In the aftermath of the recession, the pattern of growth in income inequality in Wisconsin has resumed. Between 2009 and 2011, the top 1% captured 70.5% of all income gains in Wisconsin. The average income of the top 1% increased by 3.9% in Wisconsin between 2009 and 2011, while the bottom 99% experienced an average income growth of just 0.3%.

Table 5 Income growth 2009-2011

figure 2 income growth

Wisconsin Can Choose a Different Course

There is no magic bullet to rectify the growth in inequality in our state—any more than there was a single cause.
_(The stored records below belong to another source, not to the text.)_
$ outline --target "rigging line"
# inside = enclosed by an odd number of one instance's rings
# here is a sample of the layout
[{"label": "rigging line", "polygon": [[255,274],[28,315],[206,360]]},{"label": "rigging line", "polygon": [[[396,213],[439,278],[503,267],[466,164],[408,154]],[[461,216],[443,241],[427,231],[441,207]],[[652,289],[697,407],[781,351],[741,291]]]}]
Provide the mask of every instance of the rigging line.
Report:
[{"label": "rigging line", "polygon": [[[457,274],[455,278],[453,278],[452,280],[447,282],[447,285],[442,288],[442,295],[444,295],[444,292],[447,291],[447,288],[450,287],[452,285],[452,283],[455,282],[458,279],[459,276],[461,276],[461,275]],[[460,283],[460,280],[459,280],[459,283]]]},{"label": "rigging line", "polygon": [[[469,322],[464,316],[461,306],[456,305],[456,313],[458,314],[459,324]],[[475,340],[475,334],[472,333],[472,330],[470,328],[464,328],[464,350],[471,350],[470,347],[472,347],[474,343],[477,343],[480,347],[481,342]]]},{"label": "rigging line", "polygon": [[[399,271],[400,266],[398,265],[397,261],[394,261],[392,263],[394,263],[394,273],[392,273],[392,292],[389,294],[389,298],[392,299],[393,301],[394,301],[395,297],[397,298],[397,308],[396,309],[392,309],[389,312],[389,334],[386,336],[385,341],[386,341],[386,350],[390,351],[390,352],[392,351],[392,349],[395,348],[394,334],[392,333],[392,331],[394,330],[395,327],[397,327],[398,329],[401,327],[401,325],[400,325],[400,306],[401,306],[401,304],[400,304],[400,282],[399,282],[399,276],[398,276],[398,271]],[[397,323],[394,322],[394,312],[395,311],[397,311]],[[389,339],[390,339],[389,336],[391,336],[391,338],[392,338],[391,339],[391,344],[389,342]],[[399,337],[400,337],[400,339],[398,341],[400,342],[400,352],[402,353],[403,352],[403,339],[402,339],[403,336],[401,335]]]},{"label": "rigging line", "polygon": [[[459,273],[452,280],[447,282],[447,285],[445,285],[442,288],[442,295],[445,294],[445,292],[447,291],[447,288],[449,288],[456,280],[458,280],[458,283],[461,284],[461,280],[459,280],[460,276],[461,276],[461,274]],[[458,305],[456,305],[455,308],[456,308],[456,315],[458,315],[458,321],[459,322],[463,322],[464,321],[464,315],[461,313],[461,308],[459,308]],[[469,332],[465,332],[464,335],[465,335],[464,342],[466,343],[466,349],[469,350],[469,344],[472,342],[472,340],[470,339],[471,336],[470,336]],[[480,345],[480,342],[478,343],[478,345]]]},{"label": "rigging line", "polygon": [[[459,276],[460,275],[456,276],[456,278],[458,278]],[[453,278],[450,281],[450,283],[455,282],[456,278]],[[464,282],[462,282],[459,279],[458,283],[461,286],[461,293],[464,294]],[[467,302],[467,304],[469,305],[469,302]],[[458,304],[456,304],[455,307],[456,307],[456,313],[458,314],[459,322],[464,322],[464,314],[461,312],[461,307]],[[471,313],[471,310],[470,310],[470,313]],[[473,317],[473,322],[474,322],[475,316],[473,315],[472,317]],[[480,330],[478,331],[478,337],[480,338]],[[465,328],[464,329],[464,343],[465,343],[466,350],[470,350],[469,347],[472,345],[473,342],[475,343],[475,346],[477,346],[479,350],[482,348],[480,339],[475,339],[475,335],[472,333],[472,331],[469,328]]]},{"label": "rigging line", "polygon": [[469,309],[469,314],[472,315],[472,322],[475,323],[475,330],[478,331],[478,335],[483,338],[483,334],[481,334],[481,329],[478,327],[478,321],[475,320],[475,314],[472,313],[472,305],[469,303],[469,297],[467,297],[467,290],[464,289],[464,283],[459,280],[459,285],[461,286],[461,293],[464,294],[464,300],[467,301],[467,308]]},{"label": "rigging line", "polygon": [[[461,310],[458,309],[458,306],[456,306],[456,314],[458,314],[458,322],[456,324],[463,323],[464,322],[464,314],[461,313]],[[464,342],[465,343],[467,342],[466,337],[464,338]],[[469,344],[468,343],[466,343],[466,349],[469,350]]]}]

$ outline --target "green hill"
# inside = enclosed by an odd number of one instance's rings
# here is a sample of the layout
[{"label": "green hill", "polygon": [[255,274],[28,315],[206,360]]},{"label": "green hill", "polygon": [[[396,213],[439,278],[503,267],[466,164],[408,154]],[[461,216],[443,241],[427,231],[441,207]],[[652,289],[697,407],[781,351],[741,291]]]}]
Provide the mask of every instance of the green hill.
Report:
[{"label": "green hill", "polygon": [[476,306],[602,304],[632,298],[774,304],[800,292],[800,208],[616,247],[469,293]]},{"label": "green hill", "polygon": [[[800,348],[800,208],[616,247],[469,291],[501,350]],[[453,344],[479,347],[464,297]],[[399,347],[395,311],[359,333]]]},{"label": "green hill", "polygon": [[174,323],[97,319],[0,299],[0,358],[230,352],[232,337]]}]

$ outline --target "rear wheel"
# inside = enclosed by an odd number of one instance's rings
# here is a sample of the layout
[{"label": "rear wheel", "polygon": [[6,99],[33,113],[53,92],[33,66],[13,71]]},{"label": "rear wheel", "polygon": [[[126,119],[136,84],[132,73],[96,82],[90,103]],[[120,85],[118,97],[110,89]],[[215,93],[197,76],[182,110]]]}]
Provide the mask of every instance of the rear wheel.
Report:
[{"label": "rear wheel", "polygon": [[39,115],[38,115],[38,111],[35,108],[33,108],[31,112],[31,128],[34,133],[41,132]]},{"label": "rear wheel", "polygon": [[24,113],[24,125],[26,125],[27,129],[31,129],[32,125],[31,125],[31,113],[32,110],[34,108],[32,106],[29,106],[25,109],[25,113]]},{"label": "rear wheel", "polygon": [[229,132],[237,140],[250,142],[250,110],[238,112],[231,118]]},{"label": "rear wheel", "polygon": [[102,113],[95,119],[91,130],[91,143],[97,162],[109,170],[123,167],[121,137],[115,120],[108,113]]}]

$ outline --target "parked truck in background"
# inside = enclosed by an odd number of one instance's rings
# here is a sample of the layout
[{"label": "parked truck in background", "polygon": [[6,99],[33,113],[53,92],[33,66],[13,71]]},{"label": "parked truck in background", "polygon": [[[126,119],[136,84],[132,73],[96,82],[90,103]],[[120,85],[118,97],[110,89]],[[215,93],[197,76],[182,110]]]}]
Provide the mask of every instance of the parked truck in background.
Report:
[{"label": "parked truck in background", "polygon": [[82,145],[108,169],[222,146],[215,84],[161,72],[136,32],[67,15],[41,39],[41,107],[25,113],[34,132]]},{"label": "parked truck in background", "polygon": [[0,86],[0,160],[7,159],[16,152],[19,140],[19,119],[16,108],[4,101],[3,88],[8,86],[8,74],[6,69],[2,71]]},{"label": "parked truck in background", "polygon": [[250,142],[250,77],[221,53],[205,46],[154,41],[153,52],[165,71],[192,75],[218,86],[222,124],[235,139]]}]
Many of the underlying trends causing the changes in our economic landscape are national and are related to broader changes in education, technology, and trade. Nevertheless, there are a number of steps we can make to keep income inequality from growing, including:

  • Raise the minimum wage. The real value of the minimum wage has eroded in the last forty years and current federal would bring greater income to some 587,000 Wisconsin workers and would strengthen the economy as well. A recent report by COWS, Raising the Minimum Wage to $10.10 per hour in Wisconsin, Workers Affected and the Broader Impact on the Wisconsin Economy, offers further information on who stands to gain from the policy.
  • Build the skills and education of Wisconsin’s workforce. We also need to continue to invest in and improve skills for our current and future workforce. This means continued support of our technical colleges and continued innovation to secure strong connections from training to employment. The state of Wisconsin has made important steps forward to help build stronger connections between training and skills and the needs of employers. Continuing investment in both the systems and these innovations is another important way to help close the inequality gap in the state.
  • Support working families. State government can help lessen the burden of income inequality by ensuring that work pays for low-income families. One way to do that is by taking advantage of the Medicaid option in the Affordable Care Act to make health insurance affordable for adults between 100% and 138% of the federal poverty level. State policymakers can also help make work pay by reversing the cuts made in 2011 to the Earned Income Tax Credit, and by restoring funding to the child care subsidy program in order to ensure access to quality child care for low-income workers.
  • Making state taxes more equal across income groups. Residents of Wisconsin who have low incomes pay a greater share of their income in state and local taxes than do the highest earners. We can slow the growth of income inequality by reforming regressive taxes and making sure that residents with high incomes pay at least as much taxes relative to their income as people with lower incomes do. One way of doing this is by strengthening measures like the Homestead Credit, which provides property tax relief to residents with low incomes. Policymakers should also avoid adding more tax breaks that primarily benefit those with the highest incomes.